The temperature of the Arctic can rise or fall 10C in a week which is about double the "Arctic warming" so far

click for Arctic temp page

Global Warming Model Failures

Models Failed to Predict Negative AO
There were climate science papers written in the late 90's that that claimed that the increase in the AO index in the 80's and 90's (refer to graph above) was caused by AGW as predicted by models. Since that time, AO has fluctuated and is currently quite negative. That negativity has now been blamed on lack of Arctic sea ice (a quite speculative theory). If that is true, why didn't the models predict decreasing AO back in the 1990's?
Global Warming has Stopped Accelerating
During the early 2000's there were a flurry of papers with the idea that global warming was accelerating, mistaking the natural temperature rise from the strong 1998 El Nino for man made warming. Some papers also speculated that El Ninos would increase in prevelance and severity. That has not happened. ENSO has reverted to a more balanced mode and global warming has decelerated. Since that time global warming has been consistently on the low side of predictions. It is likely that the predominance of El Nino in the 80's and 90's (refer to graph above) added some natural warming to the warming from CO2.

Bottom Line

There is little doubt that the ongoing increase in CO2, a well-mixed greenhouse gas, will raise global average temperatures some small amount. A feedback of increased water vapor may multiply that effect but it may not since water vapor is never well-mixed. The large amount of variation in weather indicates to me that weather is a controlling factor on global average temperature, not an additive factor.

Recent (last decade) global warming may be 0.1C per decade or less (looking at the satellite record above) or 0.2C per decade (looking at surface stations which may have urban contamination). This is controversial because 1C per century is considered by many to be benign warming and may also indicate low water vapor feedback.

The global average temperature can rise or fall 0.1 or 0.2C in a matter of weeks due to weather, so we must ask why the same amount of rise over a decade matters. The answer is that it probably does not because natural variations dominate. Quite a few climate modelers would disagree, they point out that it will not only be warmer from CO2 but also believe that there will be an increase in average water vapor from the temperature increase from CO2 itself (i.e. water vapor feedback). The main problem with that theory is that their models use parameters determined a priori to describe the weather. Thus they can't show how weather will change in a world warmed by CO2 because they can't model weather.

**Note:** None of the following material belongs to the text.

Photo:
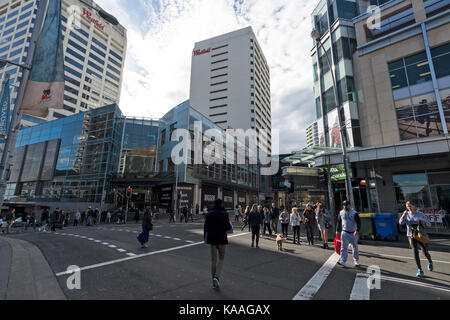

As one example, will the tropics expand under global warming? Will there be increased convection in those tropics (a negative feedback)? How mixed will water vapor be in the expanded tropics? Global climate models cannot answer these questions, but the real world has some answers. The tropics expand and they contract. They exhibit increased and decreased convection. Some of the changes are directly related to the temperature, as both negative and positive feedbacks to temperature. Other changes come from external factors like solar irradiation and possibly solar geomagnetic fluctuations. Still other changes are due to terrestrial factors like ocean current fluctuations such as ENSO (El Nino versus neutral / La Nina).

The bottom line is that external factors and ocean "cycles" try to force global climate into new states, but weather tends to keep climate in its existing state. Thus I do not believe that "water vapor feedback" is a primary outcome of CO2 warming. A better explanation is that there will be water vapor modulation (weather) by various internal and external factors including CO2 warming but that long term warming will be limited just as short term warming is always limited during short term fluctuations.